# VOX N1 NAS & Print Server Headaches



## WeeZer51402 (Jun 6, 2009)

Ok I recently purchased a cheap NAS enclosure off of eBay.  Its a SATA enclosure and actually performs quite well despite negative reviews on amazon.com and others.  I was also surprised to see that it was in fact a SATA enclosure and not IDE as stated in some of those reviews I had read.  Anyhow it uses netbios(eww) and FTP.  Anyways the NAS function is pretty fast, the online interface is garbage but it gets the job done and quite frankly I found it to be an excellent deal as it is now replacing my hackintosh file server which I haven't managed to get sleep working on and is a constant drain on electricity.  Ok with that said all good, right?
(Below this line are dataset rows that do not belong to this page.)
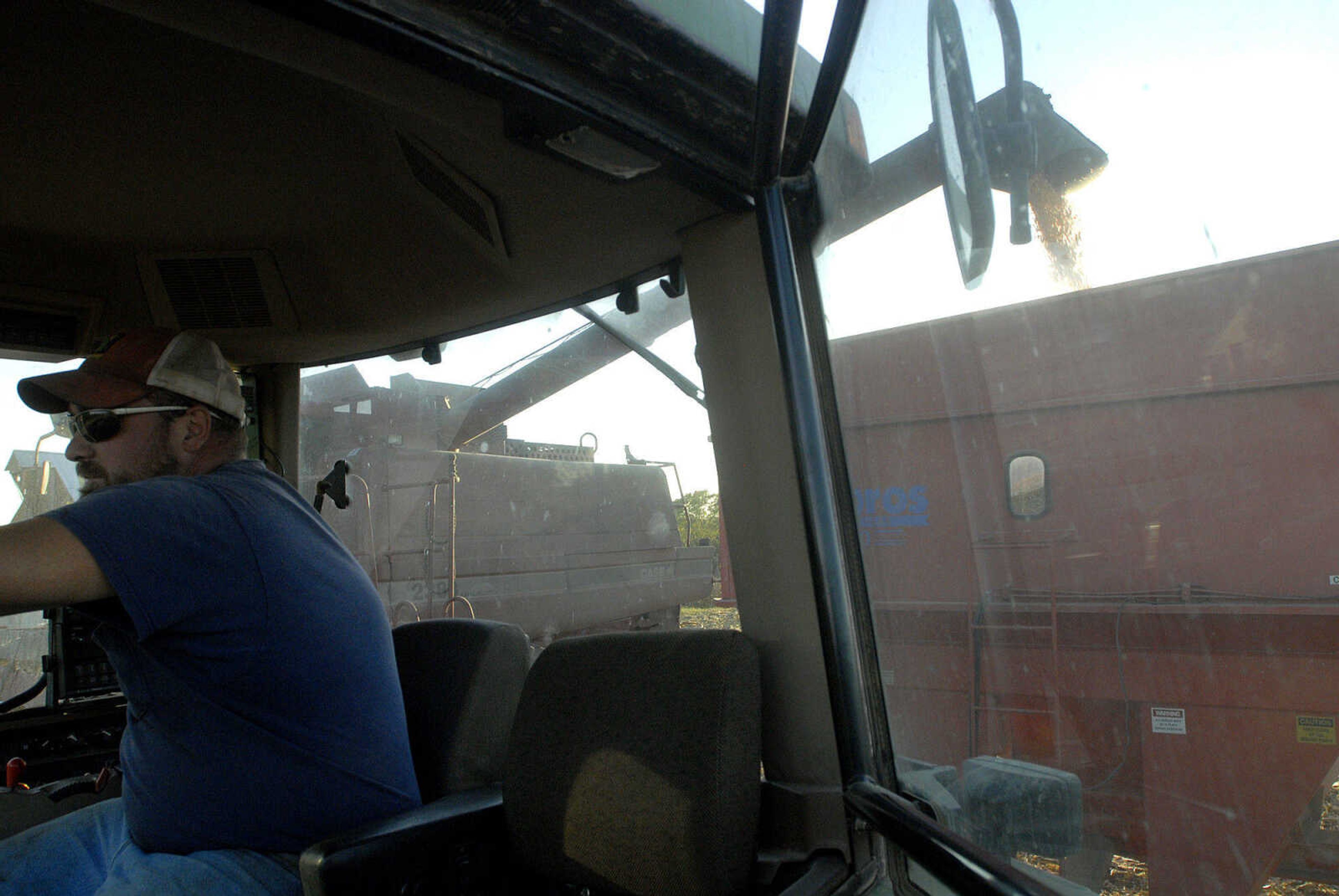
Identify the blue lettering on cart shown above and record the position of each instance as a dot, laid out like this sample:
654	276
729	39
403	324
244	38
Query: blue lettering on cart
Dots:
884	514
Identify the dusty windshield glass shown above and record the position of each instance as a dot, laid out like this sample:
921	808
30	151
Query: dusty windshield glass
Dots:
543	474
1095	493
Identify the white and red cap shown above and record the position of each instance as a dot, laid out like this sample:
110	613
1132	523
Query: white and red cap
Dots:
136	363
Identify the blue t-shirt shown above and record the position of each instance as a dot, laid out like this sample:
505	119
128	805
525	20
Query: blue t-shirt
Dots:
264	710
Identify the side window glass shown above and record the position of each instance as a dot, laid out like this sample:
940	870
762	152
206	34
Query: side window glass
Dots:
1029	489
38	479
1125	433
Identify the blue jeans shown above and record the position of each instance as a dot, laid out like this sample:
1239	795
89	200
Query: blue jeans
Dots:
90	853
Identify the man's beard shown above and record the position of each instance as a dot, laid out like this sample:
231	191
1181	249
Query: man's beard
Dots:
160	463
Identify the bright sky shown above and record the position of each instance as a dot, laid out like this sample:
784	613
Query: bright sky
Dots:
1216	120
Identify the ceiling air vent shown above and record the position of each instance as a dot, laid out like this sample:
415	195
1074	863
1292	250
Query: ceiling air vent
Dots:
216	291
37	323
472	210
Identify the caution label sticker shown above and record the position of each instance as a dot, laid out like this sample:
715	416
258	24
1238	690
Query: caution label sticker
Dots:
1317	729
1168	720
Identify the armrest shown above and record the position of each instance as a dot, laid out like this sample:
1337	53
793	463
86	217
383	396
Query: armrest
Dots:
452	839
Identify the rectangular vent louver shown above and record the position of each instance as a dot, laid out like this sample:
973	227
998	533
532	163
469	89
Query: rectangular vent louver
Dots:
215	293
470	207
39	330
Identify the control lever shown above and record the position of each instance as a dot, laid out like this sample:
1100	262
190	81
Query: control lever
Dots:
334	485
58	791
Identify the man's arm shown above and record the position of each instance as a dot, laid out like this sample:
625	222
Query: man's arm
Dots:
42	564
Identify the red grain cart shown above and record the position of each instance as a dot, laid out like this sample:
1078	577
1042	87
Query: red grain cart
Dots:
1100	533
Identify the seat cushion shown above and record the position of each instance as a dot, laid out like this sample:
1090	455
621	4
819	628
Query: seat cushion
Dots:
462	679
634	764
Well kinda, no luck with the print server.  I was able to detect and authenticate to the netbios print server in the add printer dialog(BTW I'm using a HP LaserJet 1320 w/ out networking).  Now this printer is listed as compatible in the VOX N1 manual and is detected in the web administration interface.  When I actually select it from the print dialog and send a document to the queue or try to print a test page for that matter the document and the printer pause.  When trying to resume I get a client error.  So I proceeded to the logfile and this seems to be the problem: "E [06/Jun/2009:16:04:56 -0400] [Job 32] NT_STATUS_OBJECT_NAME_NOT_FOUND opening remote spool testprint_ps"  Notice the NT_STATUS_OBJECT_NAME_NOT_FOUND, from what I can tell this has to do with the lack of SMB Endpoint Mapper support.  Now from what I've researched there is apparently a patch for SMB 3 developed by someone at the IBM LTC. http://lists.samba.org/archive/samba-technical/2003-October/032286.html  Anyways this patch only supports a few basic functions of the SMB EPM but I was wondering if there was a way to apply it to an OS X(10.5.7) system or if there was some other remedy for EPM on OS X.  Also I'd like to point out that the EPM may not even be the problem, so if anybody has any experience with SMB/CIFS printing and can help diagnose/fix this problem it would be very much appreciated.  I hope to re-launching my blog, theoracle.ath.cx soon, and will be writing up some detailed hardware reviews.  Hopefully the N1 will be included as well as a printing fix for OS X.  Thanks in advanced.
-Mike


----------



## ElDiabloConCaca (Jun 6, 2009)

Any way you could format that as paragraphs or something?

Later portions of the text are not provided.